Early palliative care introduction has been shown to benefit patients with advanced cancer.25–27 The reasons as to why vary, but the common thread is that patients who utilize palliative care services are more likely to choose to continue care in line with their values, cultures, and beliefs. Of the 893 admissions analyzed, 19.9% used palliative care services, indicating underutilization despite its known benefits.28 ST patients and patients with KPS ≤50% were more likely to receive PCC, most commonly for pain and GOC conversations.29–31 Inpatient PCC was associated with higher rates of discharge to hospice and changes in code status from full code at admission to DNR/DNI reflecting the importance of palliative care intervention while also underscoring the need for better prognostication and earlier introduction of PCC in the outpatient setting.28,32,33

We observed significantly higher early (60-day) mortality in ST patients (17.3%) vs HM (5.8%), underscoring the limited benefit of palliative IST in ST. A group from Brazil focusing on patients with poor PS (ECOG 3-4) reported a much higher rate of ∼60% 60-day mortality.2 In our cohort, 60-day mortality was also higher (27%) among patients with KPS ≤50% which resonates with a large retrospective study showing that ECOG >2 was associated with increased risk of 90-day mortality in patients receiving palliative chemotherapy.34 Most deaths (55%) occurred within the same admission and in patients who were full code (92%), underscoring the need for better palliative care integration and prognostic awareness.

We also compared LOS between HM and ST patients. As expected, LOS was longer for HM patients, reflecting the complexity of inpatient management, especially if requiring induction chemotherapy or stem cell transplant. In contrast, ST patients had an average shorter LOS by 9 days because they typically receive single-agent chemotherapy regimens, which are administered over a few hours or less and would not require an inpatient stay.

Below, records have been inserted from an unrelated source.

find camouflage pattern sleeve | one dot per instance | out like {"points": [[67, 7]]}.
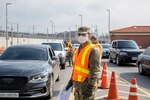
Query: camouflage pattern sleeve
{"points": [[94, 65]]}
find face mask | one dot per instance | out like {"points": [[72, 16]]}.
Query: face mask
{"points": [[82, 39]]}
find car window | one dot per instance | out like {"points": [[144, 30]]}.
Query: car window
{"points": [[106, 46], [24, 53], [55, 46], [147, 51], [114, 45], [127, 44]]}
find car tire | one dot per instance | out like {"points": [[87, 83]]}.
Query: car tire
{"points": [[63, 66], [50, 89], [58, 79], [140, 69], [110, 60], [118, 61]]}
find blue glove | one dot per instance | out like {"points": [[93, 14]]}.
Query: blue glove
{"points": [[70, 83], [88, 91]]}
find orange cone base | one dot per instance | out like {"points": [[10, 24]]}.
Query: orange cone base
{"points": [[120, 98], [104, 87]]}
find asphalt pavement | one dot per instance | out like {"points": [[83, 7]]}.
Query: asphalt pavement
{"points": [[124, 74]]}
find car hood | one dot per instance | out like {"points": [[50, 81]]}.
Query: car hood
{"points": [[131, 50], [21, 67], [58, 52]]}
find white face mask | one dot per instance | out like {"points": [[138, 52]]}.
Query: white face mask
{"points": [[82, 39]]}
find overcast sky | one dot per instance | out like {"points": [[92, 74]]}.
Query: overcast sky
{"points": [[65, 13]]}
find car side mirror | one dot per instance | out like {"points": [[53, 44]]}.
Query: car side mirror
{"points": [[140, 47], [55, 58]]}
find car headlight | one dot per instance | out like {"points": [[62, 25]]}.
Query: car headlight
{"points": [[60, 55], [40, 77], [123, 53]]}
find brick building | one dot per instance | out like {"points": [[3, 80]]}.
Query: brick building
{"points": [[140, 34]]}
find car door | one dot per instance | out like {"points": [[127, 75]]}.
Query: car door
{"points": [[146, 59], [54, 63]]}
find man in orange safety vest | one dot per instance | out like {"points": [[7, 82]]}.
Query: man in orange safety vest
{"points": [[86, 67]]}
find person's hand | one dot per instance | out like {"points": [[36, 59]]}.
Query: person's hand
{"points": [[88, 91], [69, 84]]}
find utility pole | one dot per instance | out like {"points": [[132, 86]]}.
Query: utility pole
{"points": [[76, 31], [52, 27], [11, 34], [69, 34], [81, 19], [17, 34], [109, 23], [7, 37], [47, 34]]}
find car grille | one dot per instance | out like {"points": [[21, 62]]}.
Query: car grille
{"points": [[12, 83], [133, 54]]}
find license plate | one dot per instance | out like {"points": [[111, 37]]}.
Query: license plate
{"points": [[7, 95], [134, 58]]}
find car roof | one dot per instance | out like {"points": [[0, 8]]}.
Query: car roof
{"points": [[106, 44], [53, 42], [31, 45], [121, 40]]}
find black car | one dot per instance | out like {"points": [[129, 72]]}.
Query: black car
{"points": [[28, 71], [124, 51], [58, 48], [105, 50], [143, 62]]}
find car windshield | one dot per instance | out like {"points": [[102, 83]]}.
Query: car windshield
{"points": [[127, 44], [106, 46], [24, 53], [55, 46]]}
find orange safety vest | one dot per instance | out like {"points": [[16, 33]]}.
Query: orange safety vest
{"points": [[81, 69], [1, 50], [99, 46]]}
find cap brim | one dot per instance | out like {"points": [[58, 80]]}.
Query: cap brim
{"points": [[83, 32]]}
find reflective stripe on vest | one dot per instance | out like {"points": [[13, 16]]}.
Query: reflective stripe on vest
{"points": [[81, 70]]}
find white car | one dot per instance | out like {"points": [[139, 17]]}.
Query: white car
{"points": [[59, 50]]}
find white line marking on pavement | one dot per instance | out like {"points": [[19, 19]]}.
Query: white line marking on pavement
{"points": [[124, 85], [138, 88], [138, 94], [130, 83]]}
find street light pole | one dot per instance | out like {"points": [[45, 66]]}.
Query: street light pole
{"points": [[52, 27], [17, 34], [81, 19], [6, 25], [109, 22]]}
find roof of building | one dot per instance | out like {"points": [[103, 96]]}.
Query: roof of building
{"points": [[133, 29]]}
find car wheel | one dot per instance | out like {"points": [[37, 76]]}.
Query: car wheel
{"points": [[57, 79], [110, 60], [140, 69], [50, 87], [118, 61], [63, 66]]}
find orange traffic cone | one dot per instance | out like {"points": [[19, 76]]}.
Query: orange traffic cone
{"points": [[133, 90], [113, 90], [104, 82]]}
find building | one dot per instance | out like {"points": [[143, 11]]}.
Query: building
{"points": [[140, 34]]}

It is evident that the patients who make up these two groups are different in terms of what brought them to the hospital, the urgency with which they need treatment, and their overall PS. IST for HM patients is often administered in a coordinated fashion per standardized institutional protocols, whereas ST patients are often admitted for an expected or unexpected complication related to treatment or disease. The decision to offer cancer-directed therapy as an inpatient can be highly subjective for ST patients, which makes it challenging to assess its appropriateness and impact on overall outcomes. ST and HM groups often utilize IST for different indications and therefore should be thought about and evaluated accordingly. IST is associated with lower response rates and higher mortality in patients with advanced-stage ST, which was not observed to the same extent in the HM group. To our knowledge, this is the first study to examine treatment practices across different cancer types and disease states. These data, at a time when utilization data are lacking, provide insight into not only treatment at our institution but also standard oncology practice. Two novel opportunities exist because of this study. The first is the opportunity to change practice around non-urgent admissions for IST, and the second is to address aggressive end-of-life care. From this study, we can examine our delivery of care to these two different patient populations and evaluate the benefit of IST.

Future directions

Our findings serve as a launchpad into further quality improvement initiatives, with the main initiative being the development of a systemic therapy stewardship program and process to decrease inappropriate use of IST. Based off our study, Bhardwaj et al.33 implemented a pilot program to reduce non-formulary IST administration by using an automated scoring rubric and secondary committee to review each IST request. Taking it a step further, our institution is examining our treatment framework and opportunity to move chemotherapy administration to the outpatient setting and even at home, as other programs have.17,33 While our study looked at all admissions where IST was administered, future studies should examine the outcomes and PCC rates among patients who receive IST specifically during an unplanned admission to further clarify the utility of this practice. It is also important to gather data on patient perspectives on aggressive end-of-life care to design a framework for value-based care.

Limitations

Our study has several limitations. First, it was conducted at a single urban academic medical center, limiting generalizability. Second, as a retrospective cross-sectional study, it has inherent selection bias, and third, although groups were selected based on tumor type, this does not assure generalizability.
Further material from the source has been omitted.